Tizen is Samsung’s homegrown operating system that can be found on its low-end smartphones, smartwatches and of course smart TVs. Like Android, it’s based on the Linux kernel. However, unlike Android, it isn’t nearly as popular, so perhaps Samsung has been reticent to fixing vulnerabilities that plague the operating system.
Just how many outstanding exploits are there? According to one Israeli researcher, he has unearthed 40 known zero-day vulnerabilities in Tizen. If a single security researcher was able to find over three dozen exploits in a “modern” operating system that is shipping in commercial products, imagine what an intelligence agency with the resources of the CIA could find with their elite hacking teams.
"It may be the worst code I've ever seen," said Amihai Neiderman, the researcher that discovered the vulnerabilities, in an interview with Motherboard. "Everything you can do wrong there, they do it. You can see that nobody with any understanding of security looked at this code or wrote it. It's like taking an undergraduate and letting him program your software."
Ouch! Tell us how you really feel! Not one, but all of the exploits could allow nefarious parties to take complete control of your Tizen-based devices via remote-code execution. The biggest concern, however, came with the lax security used on Samsung’s own TizenStore app. Neiderman was able to use the app as a conduit to deliver malicious payloads, giving him full control over Tizen.
If Samsung ever wants to supplant Android as the operating system of choice for its scores of consumer electronics devices, it might want to get a handle on its security nightmare. Android is no saint when it comes to security vulnerabilities, but at least Google has the manpower (and oversight from the Android community) to address those issues in a somewhat timely manner. Samsung, on the other hand, seems to have been policing itself to disastrous results.
For its part, Samsung delivered the following statement to Motherboard:
Samsung Electronics takes security and privacy very seriously.

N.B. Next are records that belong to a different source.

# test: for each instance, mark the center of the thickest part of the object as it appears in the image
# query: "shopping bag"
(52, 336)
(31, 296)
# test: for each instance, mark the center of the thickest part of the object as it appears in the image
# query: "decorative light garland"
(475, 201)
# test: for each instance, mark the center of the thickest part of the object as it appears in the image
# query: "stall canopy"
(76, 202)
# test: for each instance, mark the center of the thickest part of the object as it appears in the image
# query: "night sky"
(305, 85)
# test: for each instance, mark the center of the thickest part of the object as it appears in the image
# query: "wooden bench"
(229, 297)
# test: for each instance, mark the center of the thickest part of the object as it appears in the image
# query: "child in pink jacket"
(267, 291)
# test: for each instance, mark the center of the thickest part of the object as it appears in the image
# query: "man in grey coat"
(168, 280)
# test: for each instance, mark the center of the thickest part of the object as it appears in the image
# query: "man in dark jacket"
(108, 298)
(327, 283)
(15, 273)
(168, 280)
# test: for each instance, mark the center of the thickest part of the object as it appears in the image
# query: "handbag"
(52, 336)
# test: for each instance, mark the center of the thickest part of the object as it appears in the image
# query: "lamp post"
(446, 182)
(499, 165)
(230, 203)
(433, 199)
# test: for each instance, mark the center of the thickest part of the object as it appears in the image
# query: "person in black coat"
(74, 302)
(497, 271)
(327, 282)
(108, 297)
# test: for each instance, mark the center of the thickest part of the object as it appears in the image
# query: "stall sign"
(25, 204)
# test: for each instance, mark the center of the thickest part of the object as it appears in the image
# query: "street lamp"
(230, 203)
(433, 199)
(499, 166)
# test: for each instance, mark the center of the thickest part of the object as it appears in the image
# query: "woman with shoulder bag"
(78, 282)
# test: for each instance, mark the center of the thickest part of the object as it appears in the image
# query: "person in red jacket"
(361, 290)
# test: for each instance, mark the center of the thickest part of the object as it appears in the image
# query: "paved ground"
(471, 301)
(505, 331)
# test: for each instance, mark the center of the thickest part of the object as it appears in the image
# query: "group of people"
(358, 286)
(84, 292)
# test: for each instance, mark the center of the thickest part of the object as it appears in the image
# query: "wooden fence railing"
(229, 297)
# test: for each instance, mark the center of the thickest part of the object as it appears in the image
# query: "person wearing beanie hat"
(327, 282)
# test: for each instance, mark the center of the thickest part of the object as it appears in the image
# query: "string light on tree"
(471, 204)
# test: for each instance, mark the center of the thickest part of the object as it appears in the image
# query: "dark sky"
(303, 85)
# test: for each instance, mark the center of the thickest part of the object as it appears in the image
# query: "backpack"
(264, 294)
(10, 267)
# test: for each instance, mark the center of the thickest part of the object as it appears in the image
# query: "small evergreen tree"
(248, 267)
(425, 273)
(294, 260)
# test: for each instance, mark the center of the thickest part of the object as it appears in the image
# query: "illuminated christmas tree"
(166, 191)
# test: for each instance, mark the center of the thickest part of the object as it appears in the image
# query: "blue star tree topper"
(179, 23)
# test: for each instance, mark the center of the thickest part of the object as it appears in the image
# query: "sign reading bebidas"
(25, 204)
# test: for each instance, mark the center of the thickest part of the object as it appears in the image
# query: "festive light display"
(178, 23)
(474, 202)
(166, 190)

We regularly check our systems and if at any time there is a credible potential vulnerability, we act promptly to investigate and resolve the issue.
We are fully committed to cooperating with Mr. Neiderman to mitigate any potential vulnerabilities. Through our SmartTV Bug Bounty program, Samsung is committed to working with security experts around the world to mitigate any security risks.
Let’s hope that Samsung is able to release a slew of updates to address these exploits. Surely the South Korean company will be capable of finding someone other than an “undergraduate” coder.